A successful recommendation is of course always welcome, but if the successful result could not be replicated using the standard antifoam test procedures then there was clearly something not optimal with the procedure commonly used. It was this question that then led to a test method development project being undertaken in order to find a method to assess foaming characteristics and antifoam performance more in line with real-life conditions. The most obvious difference between the standard test method and the real-life situation is that the tests are usually conducted using ‘dead’ crude at atmospheric pressure. In the process, the crude is ‘live’ and under pressure – it is indeed the depressurisation of the crude that causes the gases to break out of the crude and create the foam. In the laboratory test, gas is merely sparged through the crude to try to create a foam which, with heavier crudes, can be very difficult.

The solution to these differences was therefore to try to bring the crude oil ‘back to life’ and to try to create the foam in the same way as in the process, through depressurisation. Recreating ‘live’ crude can be achieved fairly simply by sparging gas through the oil under pressure in order to saturate the crude. The pressurised ‘live’ crude was then depressurised rapidly and it was found that significant quantities of foam were created. Using this method, it was possible to then test the efficacy of different types of antifoam chemistries at reducing the foam created when the live crude samples were depressurised. With these tests it was possible to better differentiate performance between chemicals on the heavy crude and, more significantly, it was demonstrated that the higher viscosity polydimethylsiloxane was more effective than the low viscosity fluorosilicone product. This gave some validation to the test method, as it reproduced the result observed in the field trials.

Figure 2. Comparison of water separation trends at 60˚C with 20% water cut.

Figure 3. Separation trends for droplet size matched emulsion treated with diff erent demulsifiers aft er 2 hours at 60˚C.

Summary

Clear variances in performance of demulsifiers were found between test methodologies. Simple, basic bottle tests using dead oil were not able to demonstrate significant performance differences between several demulsifier types, with all candidates showing similar performance to an ‘off-the-shelf’ product previously used during a well test exercise.
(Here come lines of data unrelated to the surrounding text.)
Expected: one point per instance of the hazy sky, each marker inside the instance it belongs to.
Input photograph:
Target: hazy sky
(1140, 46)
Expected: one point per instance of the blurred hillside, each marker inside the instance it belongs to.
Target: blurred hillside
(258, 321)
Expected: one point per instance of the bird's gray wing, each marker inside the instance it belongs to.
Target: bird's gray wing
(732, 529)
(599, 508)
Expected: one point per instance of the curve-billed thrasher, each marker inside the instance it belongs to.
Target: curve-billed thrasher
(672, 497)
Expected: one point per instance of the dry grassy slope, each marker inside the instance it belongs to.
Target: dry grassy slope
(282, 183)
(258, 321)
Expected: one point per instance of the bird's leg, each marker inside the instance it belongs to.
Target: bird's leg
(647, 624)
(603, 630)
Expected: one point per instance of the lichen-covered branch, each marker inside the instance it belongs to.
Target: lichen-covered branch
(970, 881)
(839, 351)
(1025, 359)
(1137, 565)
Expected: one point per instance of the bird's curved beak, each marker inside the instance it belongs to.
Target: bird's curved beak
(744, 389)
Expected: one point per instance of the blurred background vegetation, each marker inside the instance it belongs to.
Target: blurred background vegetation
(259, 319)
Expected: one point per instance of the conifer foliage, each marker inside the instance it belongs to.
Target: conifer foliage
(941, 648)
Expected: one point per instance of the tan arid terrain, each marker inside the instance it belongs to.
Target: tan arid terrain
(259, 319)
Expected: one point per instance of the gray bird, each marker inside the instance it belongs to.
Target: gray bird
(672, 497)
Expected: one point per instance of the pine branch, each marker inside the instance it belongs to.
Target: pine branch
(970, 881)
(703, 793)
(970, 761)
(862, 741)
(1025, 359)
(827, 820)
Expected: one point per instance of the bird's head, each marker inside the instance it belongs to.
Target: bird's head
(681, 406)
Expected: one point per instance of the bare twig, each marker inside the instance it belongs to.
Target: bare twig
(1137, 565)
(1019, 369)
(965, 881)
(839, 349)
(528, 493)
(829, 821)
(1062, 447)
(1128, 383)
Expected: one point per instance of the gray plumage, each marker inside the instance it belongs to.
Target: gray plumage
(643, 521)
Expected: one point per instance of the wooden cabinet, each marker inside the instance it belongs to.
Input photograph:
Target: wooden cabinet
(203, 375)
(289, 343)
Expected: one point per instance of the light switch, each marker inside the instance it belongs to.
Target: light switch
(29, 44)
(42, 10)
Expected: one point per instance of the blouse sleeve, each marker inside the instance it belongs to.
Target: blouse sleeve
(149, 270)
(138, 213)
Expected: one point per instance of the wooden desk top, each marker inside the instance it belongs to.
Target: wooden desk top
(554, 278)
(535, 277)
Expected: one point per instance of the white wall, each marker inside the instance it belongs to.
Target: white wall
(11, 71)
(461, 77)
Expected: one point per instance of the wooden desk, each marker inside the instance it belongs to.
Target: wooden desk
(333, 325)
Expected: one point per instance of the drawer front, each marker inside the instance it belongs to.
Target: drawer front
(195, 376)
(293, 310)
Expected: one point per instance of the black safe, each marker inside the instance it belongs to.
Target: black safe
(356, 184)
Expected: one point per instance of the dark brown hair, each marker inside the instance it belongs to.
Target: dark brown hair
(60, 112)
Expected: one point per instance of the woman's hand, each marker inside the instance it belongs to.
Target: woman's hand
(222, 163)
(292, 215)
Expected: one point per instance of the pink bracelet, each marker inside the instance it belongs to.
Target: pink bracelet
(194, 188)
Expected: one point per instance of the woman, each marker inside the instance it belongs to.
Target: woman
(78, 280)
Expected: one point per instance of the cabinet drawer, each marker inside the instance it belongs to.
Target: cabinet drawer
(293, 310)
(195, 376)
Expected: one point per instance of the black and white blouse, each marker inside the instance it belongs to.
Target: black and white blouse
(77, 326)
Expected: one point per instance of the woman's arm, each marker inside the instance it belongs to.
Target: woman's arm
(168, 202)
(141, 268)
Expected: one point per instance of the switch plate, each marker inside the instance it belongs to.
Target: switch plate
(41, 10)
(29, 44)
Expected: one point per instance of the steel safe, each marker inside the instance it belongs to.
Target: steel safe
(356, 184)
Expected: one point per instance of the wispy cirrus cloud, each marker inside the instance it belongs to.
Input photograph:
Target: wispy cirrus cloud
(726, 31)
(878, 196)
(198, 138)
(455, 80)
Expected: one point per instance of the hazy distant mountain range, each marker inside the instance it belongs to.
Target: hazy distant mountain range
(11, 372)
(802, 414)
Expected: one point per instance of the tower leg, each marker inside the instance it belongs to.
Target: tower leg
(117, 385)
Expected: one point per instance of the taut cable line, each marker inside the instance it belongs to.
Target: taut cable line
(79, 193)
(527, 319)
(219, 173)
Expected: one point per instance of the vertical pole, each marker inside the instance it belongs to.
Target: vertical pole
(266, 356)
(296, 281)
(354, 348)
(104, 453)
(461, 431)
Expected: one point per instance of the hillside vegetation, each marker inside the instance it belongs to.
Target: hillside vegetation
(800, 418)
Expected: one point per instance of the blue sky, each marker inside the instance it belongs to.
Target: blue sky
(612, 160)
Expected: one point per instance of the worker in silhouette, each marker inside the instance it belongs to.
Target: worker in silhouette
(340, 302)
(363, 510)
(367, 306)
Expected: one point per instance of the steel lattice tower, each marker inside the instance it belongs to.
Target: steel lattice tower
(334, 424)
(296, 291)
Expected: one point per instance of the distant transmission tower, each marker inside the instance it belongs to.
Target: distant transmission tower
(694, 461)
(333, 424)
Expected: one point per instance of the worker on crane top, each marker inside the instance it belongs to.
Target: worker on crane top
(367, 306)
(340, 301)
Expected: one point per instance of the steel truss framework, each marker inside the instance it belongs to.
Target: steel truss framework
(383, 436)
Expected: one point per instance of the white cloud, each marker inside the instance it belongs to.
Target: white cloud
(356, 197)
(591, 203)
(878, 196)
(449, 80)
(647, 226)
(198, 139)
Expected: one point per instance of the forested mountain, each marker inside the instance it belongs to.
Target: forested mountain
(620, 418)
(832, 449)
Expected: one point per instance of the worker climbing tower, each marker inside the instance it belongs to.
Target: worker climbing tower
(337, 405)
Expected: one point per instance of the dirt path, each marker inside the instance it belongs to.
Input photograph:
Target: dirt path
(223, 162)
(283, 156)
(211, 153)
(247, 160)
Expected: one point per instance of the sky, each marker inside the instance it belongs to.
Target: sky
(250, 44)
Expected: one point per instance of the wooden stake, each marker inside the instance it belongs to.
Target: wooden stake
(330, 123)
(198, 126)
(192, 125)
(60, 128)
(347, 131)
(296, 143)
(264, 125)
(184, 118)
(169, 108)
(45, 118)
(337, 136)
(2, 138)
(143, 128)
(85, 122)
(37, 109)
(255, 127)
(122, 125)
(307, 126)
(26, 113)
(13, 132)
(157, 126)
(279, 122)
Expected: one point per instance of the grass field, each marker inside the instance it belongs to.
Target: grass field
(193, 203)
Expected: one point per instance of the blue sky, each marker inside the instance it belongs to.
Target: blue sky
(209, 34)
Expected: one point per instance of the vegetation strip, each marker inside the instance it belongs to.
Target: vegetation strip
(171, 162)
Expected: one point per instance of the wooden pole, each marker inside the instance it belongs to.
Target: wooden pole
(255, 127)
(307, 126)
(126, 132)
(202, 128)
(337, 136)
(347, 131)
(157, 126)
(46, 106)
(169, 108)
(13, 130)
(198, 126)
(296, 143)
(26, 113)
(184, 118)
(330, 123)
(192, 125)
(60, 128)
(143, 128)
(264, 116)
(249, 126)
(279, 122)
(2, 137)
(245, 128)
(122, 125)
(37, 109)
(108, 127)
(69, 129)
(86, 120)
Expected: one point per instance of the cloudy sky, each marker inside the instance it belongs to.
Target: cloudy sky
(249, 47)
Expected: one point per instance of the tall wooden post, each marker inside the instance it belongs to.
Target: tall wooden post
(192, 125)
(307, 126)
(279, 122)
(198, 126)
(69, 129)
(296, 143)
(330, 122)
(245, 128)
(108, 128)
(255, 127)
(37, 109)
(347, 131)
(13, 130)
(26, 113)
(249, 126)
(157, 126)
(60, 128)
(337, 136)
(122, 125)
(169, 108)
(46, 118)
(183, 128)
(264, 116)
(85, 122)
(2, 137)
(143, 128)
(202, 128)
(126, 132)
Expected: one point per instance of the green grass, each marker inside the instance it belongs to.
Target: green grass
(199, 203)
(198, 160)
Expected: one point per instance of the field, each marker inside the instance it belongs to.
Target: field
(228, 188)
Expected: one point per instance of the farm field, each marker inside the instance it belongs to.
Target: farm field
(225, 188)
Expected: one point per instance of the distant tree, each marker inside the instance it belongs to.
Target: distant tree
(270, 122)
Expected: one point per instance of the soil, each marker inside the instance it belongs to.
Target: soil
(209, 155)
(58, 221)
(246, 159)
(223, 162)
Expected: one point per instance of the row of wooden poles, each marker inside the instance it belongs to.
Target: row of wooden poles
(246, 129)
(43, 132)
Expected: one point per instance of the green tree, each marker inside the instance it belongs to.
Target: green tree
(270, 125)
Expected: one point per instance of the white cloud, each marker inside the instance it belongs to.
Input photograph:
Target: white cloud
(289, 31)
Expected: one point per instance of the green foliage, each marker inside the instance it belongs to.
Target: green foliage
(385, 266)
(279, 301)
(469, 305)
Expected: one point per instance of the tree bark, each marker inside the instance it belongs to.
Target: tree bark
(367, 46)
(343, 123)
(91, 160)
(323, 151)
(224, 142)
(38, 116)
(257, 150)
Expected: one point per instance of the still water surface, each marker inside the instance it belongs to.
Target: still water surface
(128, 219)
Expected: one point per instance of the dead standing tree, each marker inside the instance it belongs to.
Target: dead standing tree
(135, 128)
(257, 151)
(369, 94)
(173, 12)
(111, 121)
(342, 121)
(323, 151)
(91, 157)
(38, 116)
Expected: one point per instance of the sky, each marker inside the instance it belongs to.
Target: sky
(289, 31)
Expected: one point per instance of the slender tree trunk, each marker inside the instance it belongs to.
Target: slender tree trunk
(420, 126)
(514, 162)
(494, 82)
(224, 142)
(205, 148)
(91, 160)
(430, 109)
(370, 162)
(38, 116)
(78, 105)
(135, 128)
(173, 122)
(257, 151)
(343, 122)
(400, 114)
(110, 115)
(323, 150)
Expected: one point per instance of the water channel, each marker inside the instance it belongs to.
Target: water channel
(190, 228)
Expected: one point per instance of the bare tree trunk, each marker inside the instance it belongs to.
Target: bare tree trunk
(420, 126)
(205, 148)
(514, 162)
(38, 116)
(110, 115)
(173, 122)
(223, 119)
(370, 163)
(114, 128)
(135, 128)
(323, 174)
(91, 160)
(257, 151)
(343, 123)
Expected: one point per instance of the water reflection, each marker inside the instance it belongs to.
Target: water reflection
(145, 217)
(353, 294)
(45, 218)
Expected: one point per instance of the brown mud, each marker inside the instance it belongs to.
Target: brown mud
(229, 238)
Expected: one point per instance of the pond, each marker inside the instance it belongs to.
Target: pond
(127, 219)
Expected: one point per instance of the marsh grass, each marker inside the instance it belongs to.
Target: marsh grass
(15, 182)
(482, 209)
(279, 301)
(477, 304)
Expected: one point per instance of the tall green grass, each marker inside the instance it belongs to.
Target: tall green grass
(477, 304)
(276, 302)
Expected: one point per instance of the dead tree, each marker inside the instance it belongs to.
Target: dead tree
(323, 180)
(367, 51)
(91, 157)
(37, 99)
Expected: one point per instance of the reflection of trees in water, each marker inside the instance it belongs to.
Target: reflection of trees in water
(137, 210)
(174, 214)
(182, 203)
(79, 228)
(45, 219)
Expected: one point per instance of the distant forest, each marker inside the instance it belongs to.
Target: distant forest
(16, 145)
Matching the emulsion more closely with that produced during the well test did, however, yield different trends to the original tests, highlighting significant performance differences between demulsifiers and identifying a better performing product for the next stage of the field development.

Likewise, with the antifoam application, the initial recommendation of the ‘best-in-class’ chemistry was found to be ineffective in the field and the standard laboratory test was again unable to differentiate performance between other chemistry types, even though an alternative product had been subsequently seen to be effective in the field. Retrospective test development was able to demonstrate that saturating the dead crude with gas then rapidly depressurising was a far more realistic way of creating foam and therefore of testing the efficacy of antifoam chemistries; the new test was able to replicate the performance differential seen in the field between the original recommended product and the product tested more successfully later on.

This all leads to the fairly unsurprising, yet all too often ignored, conclusion that test methodology and conditions are crucial when selecting production chemicals such as demulsifiers and antifoams. It is not enough to merely have the ‘best’ chemistries; it is also essential to know how to test them in a representative manner. Performance trends observed in tests using dead oil can be wholly unreliable if no efforts have been made to re-condition the fluids to be more truly representative of the fluids actually produced in the oilfield.